Like most Americans, especially in the Midwest, it may hard to see “nature” from your backyard. All the National Parks are miles, if not hours or days away and good scenic state parks are few and far in between.
The great photographers of our day, such as David Muench, Arte Wolf, or Peter Lik would not even give your area a second-look as they jet across the country trying to catch iconic places at their best.
As an aspiring photographer, you may not have the budget or time to compete with the full-time landscape photographers, but does this mean you should throw in the release cable and call it quits?
Why though? As a photographer you have something that other photographers do not.
You have access!
Access to what? Access to discover your local area.
Only you have access to the following:
- Only you can go to a location multiple times in a short period to capture that perfect composition
- Only you can visit during different seasons, creating multiple exposures that show the changes over time
- Only you can become the foremost photographer of a region, becoming a Master Regional Photographer
But I Live In a Photo Wasteland!
Although your area may not be home to majestic peaks, mountain streams, or desert canyons there is ALWAYS places to photograph that show just how special the place you call home is.
What and where are these places?
Photogenic places are all around and it is your job as a nature photographer to get into your backyard and discover what makes your home unique among every other location in the world.
Do you live:
- In the Great Plains – Tell the story of vast landscapes using sunrise/sunsets and great cloud formations to make it come alive.
- In the Gently Rolling Hills of the Midwest – Find a prominent vantage point or low point and contrast the rolling horizon with vast blue blueness of a cloudless day.
- By the Great Rivers – Water is always great for reflections of sunrise/sunsets. Find a bend or sandbar and experiment.
- By a State Park – Find out the reason why the park was created and create a series of photos on why this park is like none other on earth.
- In an Urban Area – Find the contrasts and struggles that make nature such an important part of the urban environment.
- Anywhere – Get in close and focus on the details of an area. Most photos in the “wastelands” will be more intimate and will not involve the vast landscape. Some of my favorite are focusing on a group of trees or rocks.
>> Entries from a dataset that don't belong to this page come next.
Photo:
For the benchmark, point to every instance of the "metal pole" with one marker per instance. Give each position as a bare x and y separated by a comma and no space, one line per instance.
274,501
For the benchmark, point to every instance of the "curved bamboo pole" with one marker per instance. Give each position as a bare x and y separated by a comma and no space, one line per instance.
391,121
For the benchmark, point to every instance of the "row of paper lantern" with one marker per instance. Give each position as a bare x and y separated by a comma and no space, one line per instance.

- Near Lakes or Ponds – You would not believe the sheer amount of great photos you can take when you incorporate bodies of water. It is most likely you live with minutes of a small body of water. Use this treasure to experiment with reflections throughout the year.
There Is No Land Out There That Is Not Capable of Telling a Story
If you keep this in mind and rely mainly on your creative expression rather than the camera you are using, there is no telling what possibilities you can open as you explore, discover, and photograph your homeland.
As you become more confident and consistent you will discover that you have seen your own “wasteland” in a way that no other has possibly seen it before.
So grab your camera and become the REGIONAL MASTER of your area!